Irvine (Kalifornien, USA) - Nicht mit ihr! Sie wollte sich partout nicht helfen lassen - sehr zur Verzweiflung von Suzette Hall aus dem kalifornischen Irvine. Die Tierschützerin biss sich an der streunenden Hündin die Zähne aus. Am Mittwoch schilderte die Frau auf ihrer Facebook-Seite die dramatischen Tage, in denen sie den Vierbeiner einfach nicht zu packen bekam.
"Es war herzzerreißend, das mitanzusehen. Sie kam herunter und spielte mit den anderen Hunden, die den Park besuchten - fast so, als wollte sie unbedingt wieder zu jemandem gehören. Doch sobald es hitzig wurde, lief sie zurück in die Hügel und versteckte sich ganz allein. Ich musste ständig an sie denken", schilderte Hall das Drama.
Länger als eine Woche zog sich die Rettungsaktion mit der hartnäckigen Fellnase hin. Laut Hall hatte diese sich bereits seit einem Monat allein im Park herumgeschlagen.
Das Problem: Viele Menschen legten der Hündin Futter hin. Dadurch verpuffte die Wirkung von Halls Falle. Die darin liegenden Würstchen ließen das clevere Weibchen kalt.
Und somit wiederholte sich ein Prozedere immer wieder: Hall musste abbrechen: "Jedes Mal, wenn ich ging, brach mir das Herz."
Die Kalifornierin zog mit der Hilfe einiger Mitstreiter schließlich ganz andere Seiten auf, um doch noch ans Ziel zu kommen.
Facebook-Posting zeigt die rührende Hunde-Geschichte reichlich bebildert
Die Tierschützer bastelten ein kleines Plakat, das sie überall im Park aufhängten. Darauf stand die Bitte geschrieben, dem Tier nichts mehr zu fressen zu geben. Letzten Endes mussten sie die Fellnase aber doch nicht aushungern.

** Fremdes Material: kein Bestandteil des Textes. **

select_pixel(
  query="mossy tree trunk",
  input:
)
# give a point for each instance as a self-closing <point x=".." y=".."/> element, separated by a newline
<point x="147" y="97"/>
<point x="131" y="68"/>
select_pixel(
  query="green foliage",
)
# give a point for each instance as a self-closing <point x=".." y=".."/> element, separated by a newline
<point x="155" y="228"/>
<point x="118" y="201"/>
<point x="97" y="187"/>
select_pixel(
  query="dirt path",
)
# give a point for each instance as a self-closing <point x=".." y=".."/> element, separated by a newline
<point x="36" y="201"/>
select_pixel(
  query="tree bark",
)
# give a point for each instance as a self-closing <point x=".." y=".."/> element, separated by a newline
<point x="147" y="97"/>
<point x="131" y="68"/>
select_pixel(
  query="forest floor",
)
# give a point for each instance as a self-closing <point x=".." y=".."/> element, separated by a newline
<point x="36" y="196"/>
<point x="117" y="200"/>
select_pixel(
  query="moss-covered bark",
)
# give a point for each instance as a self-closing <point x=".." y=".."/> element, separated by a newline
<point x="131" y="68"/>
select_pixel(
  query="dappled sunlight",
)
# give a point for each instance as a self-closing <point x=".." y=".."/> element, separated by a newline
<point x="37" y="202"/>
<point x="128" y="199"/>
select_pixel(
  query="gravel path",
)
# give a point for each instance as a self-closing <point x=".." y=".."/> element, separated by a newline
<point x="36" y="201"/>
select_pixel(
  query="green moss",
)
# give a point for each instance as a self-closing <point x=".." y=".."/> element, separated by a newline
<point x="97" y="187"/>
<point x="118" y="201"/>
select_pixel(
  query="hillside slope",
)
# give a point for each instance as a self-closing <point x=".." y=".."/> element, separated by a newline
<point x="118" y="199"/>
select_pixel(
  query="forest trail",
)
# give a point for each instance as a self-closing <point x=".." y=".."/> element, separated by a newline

Eine weitere Wendung brachte die Erlösung: "Gus hatte geduldig daran gearbeitet, ihr Vertrauen zu gewinnen, und irgendwie gelang es ihm schließlich, ihr eine provisorische Leine um den Hals zu legen. Sie war in Sicherheit. Ich habe buchstäblich geweint. Ich habe so sehr geweint", schrieb Hall.
Kurioserweise war die US-Amerikanerin zu diesem Zeitpunkt gar nicht mehr vor Ort. Gus und seine Mitstreiter brachten die Hündin schließlich zu ihr ins Tierheim.
Hall war das egal, sie schwärmte am Ende nur noch glückselig: "Oh, du süße Maus. Du warst jeden Kilometer, jede Träne, jede schlaflose Nacht und jeden Schmerz wert. Du musst dich nicht mehr auf diesem Hügel verstecken."